De rechtbank heeft aan het einde van de zitting medegedeeld dat zij zich zal beraden op de mogelijkheid om prejudiciële vragen voor te leggen aan de Hoge Raad en heeft daarom het onderzoek niet gesloten.
1.4.
Partijen zijn in de gelegenheid gesteld zich uit te laten over het voornemen van de rechtbank om de Hoge Raad een prejudiciële vraag voor te leggen alsmede over de inhoud van de voor te leggen vraag. Belanghebbende en de inspecteur hebben beiden gereageerd op het voornemen. De reacties van partijen zijn door de rechtbank ontvangen op 14 augustus 2023 (brief van belanghebbende) respectievelijk 9 augustus 2023 (brief van de inspecteur). De ontvangen reacties zijn in afschrift aan de wederpartij verzonden.
Feiten
2. Belanghebbende, geboren in 1952, woonde in 2021 in Polen. Hij was in 2021 buitenlands belastingplichtig in Nederland. Zijn in Nederland belastbare inkomen bestond uit een AOW-uitkering van € 7.991. Daarnaast genoot belanghebbende niet in Nederland belastbare inkomsten van € 47.762.
2.1.
Bij de aan belanghebbende opgelegde aanslag IB/PVV voor het jaar 2021 is IB geheven naar een belastbaar inkomen uit werk en woning van € 7.991, en PVV over een herleid premie-inkomen van € 19.711 waarbij is uitgegaan van premieplicht gedurende de periode 1 januari 2021 tot en met 23 juli 2021. Dat belanghebbende in deze periode in Nederland premieplichtig was, is niet in geschil.
2.2.
Na bezwaar heeft de inspecteur bij de berekening van de verschuldigde PVV de volgende heffingskortingen toegepast: algemene heffingskorting: PVV-deel € 113, arbeidskorting: PVV-deel € 596 en alleenstaande-ouderenkorting: PVV-deel € 127.
Geschil
3. Tussen partijen is uitsluitend in geschil of belanghebbende recht heeft op toepassing van het PVV-deel van de ouderenkorting.
3.1.
Belanghebbende meent dat hij recht heeft op het PVV-deel van de ouderenkorting.
3.2.
De inspecteur meent dat belanghebbende geen recht heeft op het PVV-deel van de ouderenkorting omdat zijn wereld-verzamelinkomen hoger is dan € 38.464. De ouderenkorting bestaat uit een inkomstenbelastingdeel (IB-deel) en een premiedeel/premiedelen (PVV-deel).

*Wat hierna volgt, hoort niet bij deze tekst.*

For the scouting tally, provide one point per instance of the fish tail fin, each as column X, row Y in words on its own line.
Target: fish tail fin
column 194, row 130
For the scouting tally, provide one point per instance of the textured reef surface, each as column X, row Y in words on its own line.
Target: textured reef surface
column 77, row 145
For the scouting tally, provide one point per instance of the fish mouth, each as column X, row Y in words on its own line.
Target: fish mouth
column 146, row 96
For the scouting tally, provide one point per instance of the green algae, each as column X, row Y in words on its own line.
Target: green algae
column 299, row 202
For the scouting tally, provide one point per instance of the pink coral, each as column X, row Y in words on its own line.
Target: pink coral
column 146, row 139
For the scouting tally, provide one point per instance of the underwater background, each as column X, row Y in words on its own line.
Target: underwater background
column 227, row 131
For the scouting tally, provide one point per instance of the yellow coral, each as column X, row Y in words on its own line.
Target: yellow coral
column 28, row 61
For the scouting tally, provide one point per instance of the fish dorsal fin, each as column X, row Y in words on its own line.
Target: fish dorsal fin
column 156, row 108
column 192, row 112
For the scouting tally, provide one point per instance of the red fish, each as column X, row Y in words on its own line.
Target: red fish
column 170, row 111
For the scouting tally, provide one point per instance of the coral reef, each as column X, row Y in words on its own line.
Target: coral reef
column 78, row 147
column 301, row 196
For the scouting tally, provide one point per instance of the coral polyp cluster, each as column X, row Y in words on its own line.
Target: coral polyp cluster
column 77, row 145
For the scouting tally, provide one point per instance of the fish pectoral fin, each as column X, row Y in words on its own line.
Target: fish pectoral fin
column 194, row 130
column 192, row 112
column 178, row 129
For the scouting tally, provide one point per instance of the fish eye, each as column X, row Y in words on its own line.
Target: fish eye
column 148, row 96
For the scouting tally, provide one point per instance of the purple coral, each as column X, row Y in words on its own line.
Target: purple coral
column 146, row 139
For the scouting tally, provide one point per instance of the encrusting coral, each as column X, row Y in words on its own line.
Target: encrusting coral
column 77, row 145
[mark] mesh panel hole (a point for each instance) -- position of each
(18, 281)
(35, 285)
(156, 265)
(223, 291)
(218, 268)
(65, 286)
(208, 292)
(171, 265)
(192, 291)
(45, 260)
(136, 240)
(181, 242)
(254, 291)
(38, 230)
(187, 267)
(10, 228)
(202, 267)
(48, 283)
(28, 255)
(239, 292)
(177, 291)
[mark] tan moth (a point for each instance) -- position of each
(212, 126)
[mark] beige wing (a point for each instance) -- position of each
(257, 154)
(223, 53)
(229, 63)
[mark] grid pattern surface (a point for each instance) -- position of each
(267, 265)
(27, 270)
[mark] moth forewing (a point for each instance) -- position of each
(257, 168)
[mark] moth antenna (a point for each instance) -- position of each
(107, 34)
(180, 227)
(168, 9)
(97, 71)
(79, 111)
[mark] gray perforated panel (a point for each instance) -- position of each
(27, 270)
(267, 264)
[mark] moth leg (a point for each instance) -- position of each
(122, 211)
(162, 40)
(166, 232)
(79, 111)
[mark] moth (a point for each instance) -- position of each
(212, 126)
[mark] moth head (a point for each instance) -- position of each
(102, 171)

Belanghebbende heeft in ieder geval géén recht op het IB-deel van de ouderenkorting omdat hij niet kwalificeert als kwalificerend buitenlands belastingplichtige. Op het PVV-deel van de ouderenkorting heeft belanghebbende in beginsel wel recht. De totale ouderenkorting bedraagt op grond van artikel 8.17, tweede lid, van de Wet IB 2001 € 1.726, verminderd, doch niet verder dan tot nihil, met 15% van het verzamelinkomen voor zover dat meer bedraagt dan € 38.464. Dat leidt in casu tot de volgende uitkomst: € 1.726 -/- 15% x (€ 55.753 -/- € 38.464) = nihil. De inspecteur verwijst daarbij naar een uitspraak van Gerechtshof 's-Hertogenbosch van 4 september 2020.1.Tevens merkt de inspecteur, voor de volledigheid, op dat op grond van de Wet financiering sociale verzekeringen (Wfsv) het premiedeel van de ouderenkorting ook nog tijdsevenredig herleid zou moeten worden naar de periode van premieplicht.
3.3.
Ter zitting heeft de inspecteur daaraan toegevoegd dat de kwestie waar het in deze zaak over gaat in veel gevallen speelt. Het valt echter menig burger niet op. Grotere kantoren onderkennen de kwestie wel, maar vinden het van een te gering belang om er iets mee te doen. Er zijn daarom niet veel procedures over deze kwestie. De inspecteur past in alle gevallen gewoon het hier door hem verdedigde standpunt toe en gaat voor buitenlands belastingplichtigen uit van het wereldinkomen. Het is heel goed mogelijk dat de betreffende belastingplichtigen als gevolg daarvan geen of minder recht op ouderenkorting hebben dan voortvloeit uit het wettelijk systeem, aldus de inspecteur.
Overwegingen
Uitgangspunten
4. In het geval van belanghebbende gelden de volgende uitgangspunten op basis van het wettelijke systeem:
- De heffingskortingen voor de PVV worden berekend op grond van Hoofdstuk 8 van de Wet IB 2001.2.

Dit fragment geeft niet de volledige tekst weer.